Canadian diplomats will be granted access "shortly" to the second Canadian detained in China, Prime Minister Justin Trudeau said Friday, as he predicted consequences for Canada's economy from the U.S.-China trade war.
"We are a country that is deeply supported and engaged in global trade," Trudeau said. "And when the two largest economies in the world are trying to disrupt global trade, there's going to be consequences for Canada."
Trudeau addressed the fate of the entrepreneur Michael Spavor, one of two Canadians arrested in China earlier this week, during a wide-ranging interview with The Canadian Press.
Spavor and former Canadian diplomat Michael Kovrig were taken into custody this week in Beijing, days after the RCMP arrested a top Chinese business leader transiting through Vancouver at the behest of the United States. The U.S. wants Meng Wanzhou, the chief financial officer of Huawei Technologies, to be extradited to the U.S. to face fraud charges.
Earlier Friday, John McCallum, Canada's ambassador to China, met for the first time with Kovrig, who is on a leave of absence from Global Affairs Canada. He served as a diplomat in China until 2016 and has been working for the International Crisis Group, a non-governmental agency.
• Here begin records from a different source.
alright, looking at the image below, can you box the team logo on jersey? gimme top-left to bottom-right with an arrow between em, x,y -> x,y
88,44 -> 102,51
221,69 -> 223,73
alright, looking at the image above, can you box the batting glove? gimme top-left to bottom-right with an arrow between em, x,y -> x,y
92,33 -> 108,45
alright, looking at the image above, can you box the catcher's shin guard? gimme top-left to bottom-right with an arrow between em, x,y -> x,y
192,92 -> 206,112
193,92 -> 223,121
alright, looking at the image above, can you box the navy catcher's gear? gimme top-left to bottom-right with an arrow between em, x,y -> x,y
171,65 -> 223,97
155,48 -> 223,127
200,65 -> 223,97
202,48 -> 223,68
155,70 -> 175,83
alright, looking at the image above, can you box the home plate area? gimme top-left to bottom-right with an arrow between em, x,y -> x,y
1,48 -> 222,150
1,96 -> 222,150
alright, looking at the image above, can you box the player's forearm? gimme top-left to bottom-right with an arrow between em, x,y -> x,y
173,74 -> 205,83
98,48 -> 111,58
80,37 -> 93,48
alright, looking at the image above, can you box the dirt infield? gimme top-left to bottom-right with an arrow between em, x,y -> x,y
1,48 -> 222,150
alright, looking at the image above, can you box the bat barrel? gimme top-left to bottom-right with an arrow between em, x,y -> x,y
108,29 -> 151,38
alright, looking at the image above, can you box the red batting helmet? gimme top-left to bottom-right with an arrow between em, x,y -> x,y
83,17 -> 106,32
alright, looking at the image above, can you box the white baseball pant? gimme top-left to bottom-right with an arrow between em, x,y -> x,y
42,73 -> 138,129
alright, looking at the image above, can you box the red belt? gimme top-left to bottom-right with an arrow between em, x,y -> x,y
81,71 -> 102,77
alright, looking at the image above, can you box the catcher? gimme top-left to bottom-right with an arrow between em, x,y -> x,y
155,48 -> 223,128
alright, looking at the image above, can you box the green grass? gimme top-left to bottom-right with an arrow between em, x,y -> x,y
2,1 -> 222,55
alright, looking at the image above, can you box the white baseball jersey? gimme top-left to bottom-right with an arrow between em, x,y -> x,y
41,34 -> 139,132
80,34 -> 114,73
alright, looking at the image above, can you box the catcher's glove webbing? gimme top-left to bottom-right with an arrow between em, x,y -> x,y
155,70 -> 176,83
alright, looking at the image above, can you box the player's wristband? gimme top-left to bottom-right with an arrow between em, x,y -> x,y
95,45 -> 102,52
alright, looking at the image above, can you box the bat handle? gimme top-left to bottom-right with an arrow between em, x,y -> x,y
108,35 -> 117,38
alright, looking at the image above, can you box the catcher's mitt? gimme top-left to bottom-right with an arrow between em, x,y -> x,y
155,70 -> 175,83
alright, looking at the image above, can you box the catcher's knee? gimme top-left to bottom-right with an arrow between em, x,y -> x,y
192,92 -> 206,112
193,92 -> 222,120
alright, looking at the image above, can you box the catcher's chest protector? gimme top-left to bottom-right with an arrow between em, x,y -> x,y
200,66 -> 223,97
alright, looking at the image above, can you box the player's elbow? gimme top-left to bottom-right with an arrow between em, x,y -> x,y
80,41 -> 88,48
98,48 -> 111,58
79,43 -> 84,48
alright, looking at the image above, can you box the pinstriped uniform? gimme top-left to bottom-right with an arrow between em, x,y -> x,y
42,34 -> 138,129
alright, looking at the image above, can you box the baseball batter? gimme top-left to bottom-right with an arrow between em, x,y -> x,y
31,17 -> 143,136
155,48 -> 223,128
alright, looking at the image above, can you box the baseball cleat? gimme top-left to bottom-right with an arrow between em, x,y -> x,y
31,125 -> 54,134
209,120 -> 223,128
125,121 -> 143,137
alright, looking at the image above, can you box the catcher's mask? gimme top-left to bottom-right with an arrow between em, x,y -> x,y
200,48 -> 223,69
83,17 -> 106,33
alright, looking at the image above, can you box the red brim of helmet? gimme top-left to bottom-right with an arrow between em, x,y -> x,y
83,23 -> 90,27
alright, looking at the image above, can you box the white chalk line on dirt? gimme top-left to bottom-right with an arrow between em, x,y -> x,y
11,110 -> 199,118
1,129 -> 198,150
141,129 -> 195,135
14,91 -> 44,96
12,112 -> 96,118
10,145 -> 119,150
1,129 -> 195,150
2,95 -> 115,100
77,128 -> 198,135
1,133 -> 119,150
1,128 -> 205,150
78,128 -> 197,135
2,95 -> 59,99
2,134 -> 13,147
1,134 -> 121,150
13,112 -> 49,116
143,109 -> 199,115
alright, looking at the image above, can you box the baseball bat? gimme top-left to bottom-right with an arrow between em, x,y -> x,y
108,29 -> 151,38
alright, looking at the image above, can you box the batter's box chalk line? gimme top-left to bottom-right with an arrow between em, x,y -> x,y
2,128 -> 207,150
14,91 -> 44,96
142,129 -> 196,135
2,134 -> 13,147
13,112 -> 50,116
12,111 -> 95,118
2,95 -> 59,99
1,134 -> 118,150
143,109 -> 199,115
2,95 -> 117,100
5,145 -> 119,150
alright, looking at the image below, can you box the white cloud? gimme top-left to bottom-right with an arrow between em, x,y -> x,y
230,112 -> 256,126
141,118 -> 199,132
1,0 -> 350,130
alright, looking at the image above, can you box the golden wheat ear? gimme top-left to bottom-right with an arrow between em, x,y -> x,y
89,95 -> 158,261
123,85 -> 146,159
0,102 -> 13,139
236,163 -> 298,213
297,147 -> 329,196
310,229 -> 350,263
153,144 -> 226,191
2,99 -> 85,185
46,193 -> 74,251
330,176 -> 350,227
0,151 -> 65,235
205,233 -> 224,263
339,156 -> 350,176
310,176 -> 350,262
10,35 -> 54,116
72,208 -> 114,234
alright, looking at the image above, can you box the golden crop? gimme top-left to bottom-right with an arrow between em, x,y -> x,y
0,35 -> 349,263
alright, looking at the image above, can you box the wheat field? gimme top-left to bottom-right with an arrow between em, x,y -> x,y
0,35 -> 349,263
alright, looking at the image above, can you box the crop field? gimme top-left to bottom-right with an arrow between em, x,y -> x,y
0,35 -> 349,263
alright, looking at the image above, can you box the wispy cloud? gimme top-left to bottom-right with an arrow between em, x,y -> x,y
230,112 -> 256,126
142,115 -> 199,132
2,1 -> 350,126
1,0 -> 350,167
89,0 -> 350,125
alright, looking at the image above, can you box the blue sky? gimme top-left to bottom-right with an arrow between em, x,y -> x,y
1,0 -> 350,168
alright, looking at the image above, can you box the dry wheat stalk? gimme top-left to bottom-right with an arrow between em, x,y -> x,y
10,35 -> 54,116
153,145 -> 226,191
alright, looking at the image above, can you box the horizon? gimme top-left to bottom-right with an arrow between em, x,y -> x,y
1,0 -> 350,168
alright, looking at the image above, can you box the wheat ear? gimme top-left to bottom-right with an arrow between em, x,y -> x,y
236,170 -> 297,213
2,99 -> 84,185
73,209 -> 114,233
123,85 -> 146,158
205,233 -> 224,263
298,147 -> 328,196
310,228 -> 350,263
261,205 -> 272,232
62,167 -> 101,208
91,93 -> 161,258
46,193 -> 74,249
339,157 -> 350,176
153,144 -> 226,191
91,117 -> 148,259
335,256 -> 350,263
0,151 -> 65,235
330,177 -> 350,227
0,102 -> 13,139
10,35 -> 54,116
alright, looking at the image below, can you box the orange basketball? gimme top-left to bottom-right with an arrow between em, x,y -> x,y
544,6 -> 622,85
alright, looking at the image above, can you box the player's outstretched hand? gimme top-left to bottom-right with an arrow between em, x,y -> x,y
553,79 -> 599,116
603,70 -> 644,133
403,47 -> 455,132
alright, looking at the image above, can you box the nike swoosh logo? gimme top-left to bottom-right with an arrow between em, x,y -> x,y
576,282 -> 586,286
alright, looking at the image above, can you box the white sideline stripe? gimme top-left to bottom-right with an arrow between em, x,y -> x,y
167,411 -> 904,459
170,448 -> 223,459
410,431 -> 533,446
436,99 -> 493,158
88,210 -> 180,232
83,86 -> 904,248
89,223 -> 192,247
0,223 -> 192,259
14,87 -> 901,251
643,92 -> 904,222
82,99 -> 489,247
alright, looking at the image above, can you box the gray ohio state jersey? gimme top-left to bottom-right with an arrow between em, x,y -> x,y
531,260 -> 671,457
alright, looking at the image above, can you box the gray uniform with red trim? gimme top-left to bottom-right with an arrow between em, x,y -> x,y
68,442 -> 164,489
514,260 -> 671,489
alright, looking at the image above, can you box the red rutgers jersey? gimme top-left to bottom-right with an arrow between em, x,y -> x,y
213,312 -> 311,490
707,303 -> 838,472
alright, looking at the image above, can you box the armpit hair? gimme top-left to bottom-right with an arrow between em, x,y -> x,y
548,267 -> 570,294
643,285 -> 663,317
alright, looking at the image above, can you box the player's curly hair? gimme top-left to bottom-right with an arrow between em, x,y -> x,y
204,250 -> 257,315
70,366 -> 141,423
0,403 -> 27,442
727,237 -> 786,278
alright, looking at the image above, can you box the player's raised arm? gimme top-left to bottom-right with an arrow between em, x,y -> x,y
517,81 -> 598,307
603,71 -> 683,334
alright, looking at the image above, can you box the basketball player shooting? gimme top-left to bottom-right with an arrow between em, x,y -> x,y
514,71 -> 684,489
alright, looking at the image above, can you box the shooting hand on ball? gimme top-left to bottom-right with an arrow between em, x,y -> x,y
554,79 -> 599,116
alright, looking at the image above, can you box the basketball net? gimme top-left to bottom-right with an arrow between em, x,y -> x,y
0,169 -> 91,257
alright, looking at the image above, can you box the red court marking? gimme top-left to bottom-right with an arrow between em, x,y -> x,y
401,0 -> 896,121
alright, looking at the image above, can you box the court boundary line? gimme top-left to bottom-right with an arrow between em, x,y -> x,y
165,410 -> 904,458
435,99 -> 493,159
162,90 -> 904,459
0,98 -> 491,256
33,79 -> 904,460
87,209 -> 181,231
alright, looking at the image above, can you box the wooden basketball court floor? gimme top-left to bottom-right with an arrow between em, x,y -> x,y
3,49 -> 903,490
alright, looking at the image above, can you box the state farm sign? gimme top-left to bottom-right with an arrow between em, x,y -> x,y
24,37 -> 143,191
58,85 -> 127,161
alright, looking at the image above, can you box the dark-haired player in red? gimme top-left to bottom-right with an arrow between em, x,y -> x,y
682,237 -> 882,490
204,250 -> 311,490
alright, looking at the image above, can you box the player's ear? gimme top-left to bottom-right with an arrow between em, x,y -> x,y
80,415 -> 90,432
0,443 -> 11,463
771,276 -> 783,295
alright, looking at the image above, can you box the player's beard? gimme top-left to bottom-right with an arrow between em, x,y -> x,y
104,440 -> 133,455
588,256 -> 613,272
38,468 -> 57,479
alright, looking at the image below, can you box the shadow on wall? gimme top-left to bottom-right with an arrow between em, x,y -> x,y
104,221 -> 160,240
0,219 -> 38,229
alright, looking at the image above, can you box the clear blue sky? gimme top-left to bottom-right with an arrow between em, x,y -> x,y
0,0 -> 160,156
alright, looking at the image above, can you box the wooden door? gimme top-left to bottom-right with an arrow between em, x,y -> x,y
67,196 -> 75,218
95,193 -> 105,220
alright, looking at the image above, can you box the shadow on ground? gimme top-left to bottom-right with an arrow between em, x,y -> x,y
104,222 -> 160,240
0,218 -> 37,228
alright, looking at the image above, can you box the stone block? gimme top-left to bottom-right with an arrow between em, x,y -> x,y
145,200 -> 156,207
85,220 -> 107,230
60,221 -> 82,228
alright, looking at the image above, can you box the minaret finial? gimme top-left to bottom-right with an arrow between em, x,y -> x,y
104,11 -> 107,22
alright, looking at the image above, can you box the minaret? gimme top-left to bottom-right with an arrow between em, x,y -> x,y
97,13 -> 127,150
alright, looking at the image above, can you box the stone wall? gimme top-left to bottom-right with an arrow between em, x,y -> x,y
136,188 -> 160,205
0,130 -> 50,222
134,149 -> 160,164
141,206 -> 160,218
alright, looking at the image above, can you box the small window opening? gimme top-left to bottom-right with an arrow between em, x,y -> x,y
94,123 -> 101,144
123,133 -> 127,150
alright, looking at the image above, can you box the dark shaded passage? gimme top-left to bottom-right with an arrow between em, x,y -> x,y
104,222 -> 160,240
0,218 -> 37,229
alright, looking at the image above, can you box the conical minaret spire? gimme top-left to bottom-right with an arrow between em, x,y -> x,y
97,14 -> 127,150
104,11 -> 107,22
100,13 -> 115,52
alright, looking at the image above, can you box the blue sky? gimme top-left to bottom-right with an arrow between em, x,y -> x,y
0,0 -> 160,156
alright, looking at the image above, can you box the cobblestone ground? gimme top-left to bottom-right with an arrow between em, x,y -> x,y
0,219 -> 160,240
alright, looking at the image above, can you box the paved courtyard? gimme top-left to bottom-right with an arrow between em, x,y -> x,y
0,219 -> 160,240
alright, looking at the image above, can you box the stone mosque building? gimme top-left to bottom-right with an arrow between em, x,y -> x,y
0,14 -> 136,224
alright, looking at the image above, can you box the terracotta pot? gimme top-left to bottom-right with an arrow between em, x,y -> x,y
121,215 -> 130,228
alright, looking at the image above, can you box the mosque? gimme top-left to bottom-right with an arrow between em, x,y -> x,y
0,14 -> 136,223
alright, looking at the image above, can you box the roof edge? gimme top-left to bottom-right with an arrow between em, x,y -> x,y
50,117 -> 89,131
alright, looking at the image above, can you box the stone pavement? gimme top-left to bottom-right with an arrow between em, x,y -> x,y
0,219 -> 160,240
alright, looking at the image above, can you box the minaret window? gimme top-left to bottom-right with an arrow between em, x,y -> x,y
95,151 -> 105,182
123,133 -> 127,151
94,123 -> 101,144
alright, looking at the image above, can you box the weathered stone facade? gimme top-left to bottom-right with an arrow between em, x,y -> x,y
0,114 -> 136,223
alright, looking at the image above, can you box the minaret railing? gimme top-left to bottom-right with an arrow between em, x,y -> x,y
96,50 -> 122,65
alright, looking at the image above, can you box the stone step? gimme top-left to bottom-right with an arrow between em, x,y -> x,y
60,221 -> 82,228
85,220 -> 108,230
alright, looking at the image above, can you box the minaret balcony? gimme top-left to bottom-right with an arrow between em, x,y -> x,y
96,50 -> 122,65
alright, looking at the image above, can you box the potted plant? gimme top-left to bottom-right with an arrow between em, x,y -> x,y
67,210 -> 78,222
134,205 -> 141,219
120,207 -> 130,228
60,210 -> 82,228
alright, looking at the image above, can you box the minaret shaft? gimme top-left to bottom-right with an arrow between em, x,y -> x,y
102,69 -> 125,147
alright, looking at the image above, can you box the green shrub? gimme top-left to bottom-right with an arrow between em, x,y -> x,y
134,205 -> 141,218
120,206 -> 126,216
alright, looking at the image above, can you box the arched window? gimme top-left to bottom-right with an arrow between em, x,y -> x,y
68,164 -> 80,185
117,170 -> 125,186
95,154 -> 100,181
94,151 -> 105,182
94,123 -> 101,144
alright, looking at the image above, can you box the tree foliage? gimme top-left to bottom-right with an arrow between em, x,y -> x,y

China says he's been harming its national security.
"We seek consular access, which we've gotten already in one of the cases, and are going to have in the second case shortly," Trudeau said Friday. "We're hopeful that it'll happen soon."
U.S. Secretary of State Mike Pompeo also urged China on Friday to end the "unlawful detention" of the two Canadians.
"We ask all nations of the world to treat other citizens properly and the detention of these two Canadian citizens in China ought to end," Pompeo said in Washington, alongside Foreign Affairs Minister Chrystia Freeland.
Pompeo moved to temper an earlier statement by U.S. Donald Trump this week, who mused he might intervene in the Meng case if it helped him get a trade deal with China. Pompeo said the extradition request for Meng isn't being used as political leverage in the trade talks with China.
During the interview, Trudeau made it clear that the U.S.-China trade war would have ramifications not only for Canada's economy, but the world's.
But the only way for Canada to see its way through the turbulence is to adhere strictly to the rule of law, and the international institutions that are under threat, Trudeau said.
"It's not about being nice guys, or good guys. It's about understanding that the rules that we have established as a global community have kept us in an unparalleled era of peace, stability, prosperity, lifting millions upon millions of people around the world out of poverty," said Trudeau.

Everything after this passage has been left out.